The data I'm working with are highly skewed, with the vast majority of data concentrated at 0. It seems really hard to highlight the differences between these kind of distributions:
gamma1 <- rgamma(10000, shape=0.05, rate=1)
gamma2 <- rgamma(10000, shape=0.055, rate=0.98)
gamma3 <- rgamma(10000, shape=0.06, rate=0.95)
c(mean(gamma1), mean(gamma2), mean(gamma3))
[1] 0.04845668 0.05253655 0.05797983
ks.test(gamma1, gamma2)
Two-sample Kolmogorov-Smirnov test
data: gamma1 and gamma2
D = 0.0433, p-value = 1.44e-08
alternative hypothesis: two-sided
ks.test(gamma2, gamma3)
Two-sample Kolmogorov-Smirnov test
data: gamma2 and gamma3
D = 0.0456, p-value = 1.864e-09
alternative hypothesis: two-sided
ks.test(gamma1, gamma3)
Two-sample Kolmogorov-Smirnov test
data: gamma1 and gamma3
D = 0.0798, p-value < 2.2e-16
alternative hypothesis: two-sided
As most of the data is at 0, histograms are not very helpful for seeing the differences between the distributions (not to mention the fact there doesn't seem to be a convenient way to plot a histogram with multiple distributions in R, see https://github.com/hadley/ggplot2/issues/1081):
Violin plots seem to misrepresent the shape of the distributions (they look a lot more normal-like than they really are) and since the means are very low, the boxes are almost invisible:
Since these plot aren't really showing anything useful, I was wondering if there is a better way to visualise skewed distributions?
Best Answer
Note that your gamma data are not at zero, they are near zero, so you can work with logarithms. If your actual data do contain zeros and you only used skewed gammas to create an example here, you could shift your data by a small $\epsilon$ to make them positive and then take logs.

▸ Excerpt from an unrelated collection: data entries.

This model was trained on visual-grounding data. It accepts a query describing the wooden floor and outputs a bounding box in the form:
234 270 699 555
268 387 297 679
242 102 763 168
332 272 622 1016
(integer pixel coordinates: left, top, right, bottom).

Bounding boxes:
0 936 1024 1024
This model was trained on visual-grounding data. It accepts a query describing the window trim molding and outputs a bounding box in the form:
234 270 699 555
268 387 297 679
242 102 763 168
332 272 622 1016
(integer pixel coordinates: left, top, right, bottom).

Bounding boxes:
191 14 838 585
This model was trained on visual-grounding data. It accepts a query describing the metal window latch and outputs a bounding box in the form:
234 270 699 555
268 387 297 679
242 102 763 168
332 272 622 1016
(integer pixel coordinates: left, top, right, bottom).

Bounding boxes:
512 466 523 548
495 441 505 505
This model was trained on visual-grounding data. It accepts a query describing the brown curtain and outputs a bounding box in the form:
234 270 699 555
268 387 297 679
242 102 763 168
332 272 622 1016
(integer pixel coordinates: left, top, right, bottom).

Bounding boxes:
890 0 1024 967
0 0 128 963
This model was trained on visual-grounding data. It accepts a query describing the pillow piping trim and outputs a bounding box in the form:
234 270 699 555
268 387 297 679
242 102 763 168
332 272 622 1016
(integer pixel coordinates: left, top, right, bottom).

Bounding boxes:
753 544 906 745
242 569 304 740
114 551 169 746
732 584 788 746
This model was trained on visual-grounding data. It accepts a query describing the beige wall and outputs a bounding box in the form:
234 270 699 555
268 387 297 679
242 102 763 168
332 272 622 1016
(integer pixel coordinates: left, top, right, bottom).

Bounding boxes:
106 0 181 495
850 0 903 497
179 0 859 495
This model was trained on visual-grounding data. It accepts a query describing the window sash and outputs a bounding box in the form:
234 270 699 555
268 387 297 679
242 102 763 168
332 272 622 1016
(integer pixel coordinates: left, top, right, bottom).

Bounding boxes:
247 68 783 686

I see two possibilities. You could use beanplots with logged data, aligning them via the
ylim
argument.Or, if you really want to compare your three distributions, you could do pairwise qq plots on log scales:
The beanplot emphasizes the extreme skewness of all three datasets (note the logs), while the pairwise qq plots emphasize that the datasets are different, while losing the skewness.